Au-delà des querelles économiques, les sujets de friction avec la Chine sont nombreux :

  • Hong Kong, avec la remise en cause de l’accord de rétrocession
  • Taïwan, avec les nombreuses manœuvres et provocations militaires pour récupérer l’île
  • Les nombreuses tentatives d’appropriation des îles de la mer de Chine

Alors que la Chine est en train, avec la stratégie des « routes de la soie », d’acheter des entreprise, ports, aéroports, villes, voire pays…, seul le nationalisme exacerbé développé par Xi JINPING permet de comprendre les velléités de récupérer ces confettis et de prendre le risque de la guerre ! La Chine devrait éviter de se laisser enfermer dans une rhétorique nationaliste qui permet de conforter l’autoritarisme du régime.

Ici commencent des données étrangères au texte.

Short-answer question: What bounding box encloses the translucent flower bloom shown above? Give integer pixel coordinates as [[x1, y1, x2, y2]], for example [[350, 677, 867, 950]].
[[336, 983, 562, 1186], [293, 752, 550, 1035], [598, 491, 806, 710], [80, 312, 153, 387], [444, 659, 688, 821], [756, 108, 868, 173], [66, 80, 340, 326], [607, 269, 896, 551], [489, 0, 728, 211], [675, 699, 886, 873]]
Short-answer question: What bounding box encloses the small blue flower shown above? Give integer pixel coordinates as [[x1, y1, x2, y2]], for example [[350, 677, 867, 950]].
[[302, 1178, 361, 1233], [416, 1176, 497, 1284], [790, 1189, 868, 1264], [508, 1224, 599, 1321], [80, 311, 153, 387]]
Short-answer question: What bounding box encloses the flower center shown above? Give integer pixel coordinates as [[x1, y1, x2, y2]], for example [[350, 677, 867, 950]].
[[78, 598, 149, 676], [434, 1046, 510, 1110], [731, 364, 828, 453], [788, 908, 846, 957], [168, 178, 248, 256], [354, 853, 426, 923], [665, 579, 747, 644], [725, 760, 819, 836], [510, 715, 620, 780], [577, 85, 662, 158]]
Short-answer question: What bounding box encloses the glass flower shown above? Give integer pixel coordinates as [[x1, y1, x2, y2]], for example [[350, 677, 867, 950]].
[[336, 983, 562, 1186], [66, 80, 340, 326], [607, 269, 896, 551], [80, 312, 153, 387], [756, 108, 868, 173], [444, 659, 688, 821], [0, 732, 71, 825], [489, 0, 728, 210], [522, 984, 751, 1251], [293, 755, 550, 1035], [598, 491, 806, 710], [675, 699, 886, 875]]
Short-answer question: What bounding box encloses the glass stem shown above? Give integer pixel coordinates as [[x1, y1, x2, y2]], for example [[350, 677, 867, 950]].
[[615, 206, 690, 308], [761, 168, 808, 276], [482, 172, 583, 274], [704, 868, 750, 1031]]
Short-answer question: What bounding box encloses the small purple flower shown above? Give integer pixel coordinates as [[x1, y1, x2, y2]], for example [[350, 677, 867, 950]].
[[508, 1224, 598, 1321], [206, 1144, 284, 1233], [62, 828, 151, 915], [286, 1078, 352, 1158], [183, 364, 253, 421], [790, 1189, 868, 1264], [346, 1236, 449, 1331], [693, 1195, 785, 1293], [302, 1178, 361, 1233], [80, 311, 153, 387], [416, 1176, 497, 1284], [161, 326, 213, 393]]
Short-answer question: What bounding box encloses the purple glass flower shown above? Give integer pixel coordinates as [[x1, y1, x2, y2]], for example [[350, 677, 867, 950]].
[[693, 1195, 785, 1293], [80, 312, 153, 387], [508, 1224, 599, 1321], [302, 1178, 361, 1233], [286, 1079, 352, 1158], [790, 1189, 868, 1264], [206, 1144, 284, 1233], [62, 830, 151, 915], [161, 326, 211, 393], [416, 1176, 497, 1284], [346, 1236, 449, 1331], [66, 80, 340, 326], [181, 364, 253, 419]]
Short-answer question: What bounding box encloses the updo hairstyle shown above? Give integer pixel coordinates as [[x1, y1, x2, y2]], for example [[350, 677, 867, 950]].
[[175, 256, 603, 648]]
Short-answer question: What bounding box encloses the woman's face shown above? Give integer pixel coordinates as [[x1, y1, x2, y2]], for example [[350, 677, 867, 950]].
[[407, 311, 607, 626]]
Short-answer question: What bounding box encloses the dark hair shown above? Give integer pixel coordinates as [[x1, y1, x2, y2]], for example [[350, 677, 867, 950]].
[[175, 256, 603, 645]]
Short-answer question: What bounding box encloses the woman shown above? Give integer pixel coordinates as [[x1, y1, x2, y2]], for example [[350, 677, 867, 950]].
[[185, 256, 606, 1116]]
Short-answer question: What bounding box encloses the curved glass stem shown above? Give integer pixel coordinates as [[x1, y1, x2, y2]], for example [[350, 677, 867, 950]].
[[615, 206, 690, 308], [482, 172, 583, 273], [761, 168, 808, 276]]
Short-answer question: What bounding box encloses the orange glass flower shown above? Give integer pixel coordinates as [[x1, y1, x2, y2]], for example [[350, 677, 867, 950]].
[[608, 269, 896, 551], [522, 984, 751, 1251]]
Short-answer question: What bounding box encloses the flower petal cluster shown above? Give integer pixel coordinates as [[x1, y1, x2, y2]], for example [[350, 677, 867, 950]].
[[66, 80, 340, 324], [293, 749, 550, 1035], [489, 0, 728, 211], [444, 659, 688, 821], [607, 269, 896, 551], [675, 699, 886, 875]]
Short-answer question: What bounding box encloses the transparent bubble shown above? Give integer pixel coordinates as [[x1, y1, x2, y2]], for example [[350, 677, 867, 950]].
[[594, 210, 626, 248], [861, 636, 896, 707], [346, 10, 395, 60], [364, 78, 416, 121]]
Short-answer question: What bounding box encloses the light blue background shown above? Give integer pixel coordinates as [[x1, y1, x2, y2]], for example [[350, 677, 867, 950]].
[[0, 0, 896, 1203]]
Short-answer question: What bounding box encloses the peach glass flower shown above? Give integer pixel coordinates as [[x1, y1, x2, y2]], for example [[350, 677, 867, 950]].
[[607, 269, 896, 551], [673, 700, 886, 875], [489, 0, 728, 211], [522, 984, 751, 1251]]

Dans dix jours commenceront les Jeux olympiques d’hiver de Pékin. Ils constitueront indiscutablement un événement à la gloire du régime. Pour protester contre la persécution et l’internement des Ouïgours, de nombreux pays, au premier rang desquels les États-Unis, le Japon et des pays du Commonwealth ont annoncé un boycott diplomatique. Cela n’aura aucune incidence sur la participation de leurs athlètes, mais c’est un signal avant-coureur du durcissement face à la Chine.